Holder tells Muslims that FBI terror stings aren’t ‘entrapment’

U.S. Attorney General Eric Holder told the group Muslim Advocates on Friday that a recent spate of FBI terror stings are not "entrapment." In other words, federal agents did not entice nonviolent people to plot attacks, he said.

"Those who characterize the FBI's activities in this case as 'entrapment' simply do not have their facts straight or do not have a full understanding of the law," Holder told the group in San Francisco, according to the AP. The stings have recently produced arrests in Oregon, Chicago, Dallas and Washington, D.C.

The stings usually revolve around an FBI informant who befriends a suspect whom authorities believe is inclined to violence. In some cases, the informants themselves draw scrutiny; defense authorities have argued that their unorthodox methods coax nonviolent people into plotting attacks. One FBI informant and convicted forger so troubled a mosque in Southern California with his jihadist talk while digging for terror-minded members that the Irvine group got a restraining order against him. The Justice Department subsequently dropped its case against a member of the mosque who agreed to blow up buildings on tape.

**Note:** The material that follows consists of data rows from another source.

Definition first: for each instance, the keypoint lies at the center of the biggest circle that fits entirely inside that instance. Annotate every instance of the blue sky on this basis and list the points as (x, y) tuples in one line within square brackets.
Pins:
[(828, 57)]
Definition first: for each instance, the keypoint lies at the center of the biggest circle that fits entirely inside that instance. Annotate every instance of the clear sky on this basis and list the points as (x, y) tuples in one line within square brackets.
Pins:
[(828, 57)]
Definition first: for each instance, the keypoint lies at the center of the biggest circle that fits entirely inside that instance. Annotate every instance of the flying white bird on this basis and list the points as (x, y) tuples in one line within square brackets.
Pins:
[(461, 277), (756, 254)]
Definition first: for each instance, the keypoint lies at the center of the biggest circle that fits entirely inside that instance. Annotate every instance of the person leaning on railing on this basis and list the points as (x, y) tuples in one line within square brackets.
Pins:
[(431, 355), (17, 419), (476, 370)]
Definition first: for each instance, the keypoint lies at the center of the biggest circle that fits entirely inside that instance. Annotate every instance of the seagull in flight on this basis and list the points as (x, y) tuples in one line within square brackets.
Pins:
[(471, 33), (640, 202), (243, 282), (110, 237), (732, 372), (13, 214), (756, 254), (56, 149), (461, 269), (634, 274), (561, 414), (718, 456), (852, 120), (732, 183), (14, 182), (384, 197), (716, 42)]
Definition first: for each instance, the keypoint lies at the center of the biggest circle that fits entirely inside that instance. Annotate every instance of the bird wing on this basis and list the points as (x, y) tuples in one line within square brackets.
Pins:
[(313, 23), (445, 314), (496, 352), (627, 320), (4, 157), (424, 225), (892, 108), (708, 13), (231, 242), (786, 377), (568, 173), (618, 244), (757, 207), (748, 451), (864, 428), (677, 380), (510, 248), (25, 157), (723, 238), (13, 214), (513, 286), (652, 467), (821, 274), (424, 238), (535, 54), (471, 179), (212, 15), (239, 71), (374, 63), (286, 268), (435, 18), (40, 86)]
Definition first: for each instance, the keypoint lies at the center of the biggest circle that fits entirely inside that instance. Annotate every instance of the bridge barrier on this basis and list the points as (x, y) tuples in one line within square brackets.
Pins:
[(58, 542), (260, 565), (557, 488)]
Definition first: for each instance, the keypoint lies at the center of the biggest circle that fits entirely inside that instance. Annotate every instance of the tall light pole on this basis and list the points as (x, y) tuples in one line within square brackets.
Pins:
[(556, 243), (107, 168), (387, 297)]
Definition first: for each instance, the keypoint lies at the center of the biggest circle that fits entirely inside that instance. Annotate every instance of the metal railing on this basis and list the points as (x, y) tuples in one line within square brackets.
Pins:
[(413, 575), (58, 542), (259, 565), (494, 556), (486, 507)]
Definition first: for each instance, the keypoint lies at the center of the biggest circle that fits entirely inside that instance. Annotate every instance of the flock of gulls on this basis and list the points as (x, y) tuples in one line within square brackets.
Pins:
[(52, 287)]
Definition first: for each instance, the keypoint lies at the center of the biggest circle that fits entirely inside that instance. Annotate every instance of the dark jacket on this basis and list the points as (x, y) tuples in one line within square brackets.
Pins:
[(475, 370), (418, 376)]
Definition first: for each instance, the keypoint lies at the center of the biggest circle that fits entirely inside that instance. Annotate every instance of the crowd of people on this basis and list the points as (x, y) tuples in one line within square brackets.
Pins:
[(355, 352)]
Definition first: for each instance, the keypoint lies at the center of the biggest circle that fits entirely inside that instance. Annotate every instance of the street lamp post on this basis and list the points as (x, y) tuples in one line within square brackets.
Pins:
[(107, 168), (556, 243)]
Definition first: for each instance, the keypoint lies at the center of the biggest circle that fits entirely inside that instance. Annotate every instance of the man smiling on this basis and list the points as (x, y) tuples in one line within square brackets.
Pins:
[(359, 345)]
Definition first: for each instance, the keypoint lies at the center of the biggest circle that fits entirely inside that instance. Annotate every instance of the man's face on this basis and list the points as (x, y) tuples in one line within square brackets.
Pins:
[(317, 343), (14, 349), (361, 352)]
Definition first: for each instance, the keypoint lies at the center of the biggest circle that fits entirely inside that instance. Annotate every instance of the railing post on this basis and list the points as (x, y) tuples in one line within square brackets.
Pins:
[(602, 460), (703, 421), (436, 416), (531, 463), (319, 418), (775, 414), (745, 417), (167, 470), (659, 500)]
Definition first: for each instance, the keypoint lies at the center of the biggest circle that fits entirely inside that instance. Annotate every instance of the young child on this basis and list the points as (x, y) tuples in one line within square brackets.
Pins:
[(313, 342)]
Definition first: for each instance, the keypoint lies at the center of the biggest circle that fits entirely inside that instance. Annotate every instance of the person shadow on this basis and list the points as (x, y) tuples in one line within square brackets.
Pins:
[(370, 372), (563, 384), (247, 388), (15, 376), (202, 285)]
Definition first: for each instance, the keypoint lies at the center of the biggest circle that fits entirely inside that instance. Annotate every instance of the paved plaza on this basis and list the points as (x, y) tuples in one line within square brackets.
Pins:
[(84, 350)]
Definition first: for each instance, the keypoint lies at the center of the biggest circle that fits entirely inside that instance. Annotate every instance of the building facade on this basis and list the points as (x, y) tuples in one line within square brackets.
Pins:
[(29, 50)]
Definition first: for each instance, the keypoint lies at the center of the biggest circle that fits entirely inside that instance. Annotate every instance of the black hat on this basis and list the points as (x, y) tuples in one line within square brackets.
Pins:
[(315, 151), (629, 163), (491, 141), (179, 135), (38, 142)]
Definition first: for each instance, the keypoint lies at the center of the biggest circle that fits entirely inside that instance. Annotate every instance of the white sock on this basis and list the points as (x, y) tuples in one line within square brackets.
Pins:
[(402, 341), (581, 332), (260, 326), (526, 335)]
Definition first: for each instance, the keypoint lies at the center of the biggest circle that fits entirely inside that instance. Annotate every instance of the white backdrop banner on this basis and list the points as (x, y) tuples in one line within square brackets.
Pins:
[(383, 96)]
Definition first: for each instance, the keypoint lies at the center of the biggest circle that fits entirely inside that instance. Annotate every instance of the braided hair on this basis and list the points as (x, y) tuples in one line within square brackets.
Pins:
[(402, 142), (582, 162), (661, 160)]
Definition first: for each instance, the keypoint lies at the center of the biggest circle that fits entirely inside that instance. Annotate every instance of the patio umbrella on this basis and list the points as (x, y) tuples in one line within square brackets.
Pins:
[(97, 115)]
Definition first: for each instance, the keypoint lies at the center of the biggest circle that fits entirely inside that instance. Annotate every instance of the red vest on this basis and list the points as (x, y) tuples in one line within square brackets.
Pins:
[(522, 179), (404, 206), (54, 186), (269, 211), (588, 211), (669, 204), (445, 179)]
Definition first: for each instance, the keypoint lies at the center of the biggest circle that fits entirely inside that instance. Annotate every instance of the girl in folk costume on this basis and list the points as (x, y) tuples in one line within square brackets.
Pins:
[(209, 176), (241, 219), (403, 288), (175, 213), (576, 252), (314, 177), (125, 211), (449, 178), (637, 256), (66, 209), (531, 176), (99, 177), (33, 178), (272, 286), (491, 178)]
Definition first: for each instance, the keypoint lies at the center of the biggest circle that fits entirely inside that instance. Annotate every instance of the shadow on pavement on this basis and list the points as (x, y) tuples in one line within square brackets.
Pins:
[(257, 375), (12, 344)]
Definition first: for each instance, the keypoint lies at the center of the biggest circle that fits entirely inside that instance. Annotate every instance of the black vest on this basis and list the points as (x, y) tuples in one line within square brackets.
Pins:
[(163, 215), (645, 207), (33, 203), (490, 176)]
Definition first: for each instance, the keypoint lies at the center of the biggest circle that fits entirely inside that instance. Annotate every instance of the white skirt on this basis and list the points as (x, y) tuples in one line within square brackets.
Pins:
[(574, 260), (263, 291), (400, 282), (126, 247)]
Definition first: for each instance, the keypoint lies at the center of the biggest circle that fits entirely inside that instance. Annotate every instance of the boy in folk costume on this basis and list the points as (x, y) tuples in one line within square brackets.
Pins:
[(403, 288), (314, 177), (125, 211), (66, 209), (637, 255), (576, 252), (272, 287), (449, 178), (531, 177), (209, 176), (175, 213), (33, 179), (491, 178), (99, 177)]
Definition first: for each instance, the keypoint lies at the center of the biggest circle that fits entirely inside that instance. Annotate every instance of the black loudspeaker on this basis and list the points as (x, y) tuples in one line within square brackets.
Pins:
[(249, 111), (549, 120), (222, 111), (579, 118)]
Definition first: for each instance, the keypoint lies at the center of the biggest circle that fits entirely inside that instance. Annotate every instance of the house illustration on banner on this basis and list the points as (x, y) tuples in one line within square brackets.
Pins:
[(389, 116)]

The entrapment defense has never worked in a U.S. terror case.

"We have very serious concerns about FBI surveillance tactics that are used. We believe that law enforcement has an important job to protect us as a country, but they should do so mindful of the rules of justice and fairness that are at the core of our criminal justice system," the executive director of Muslim Advocates, Farhana Khera, told the AP.

Despite all this sparring over law enforcement methods, Holder received a standing ovation at the end of his speech.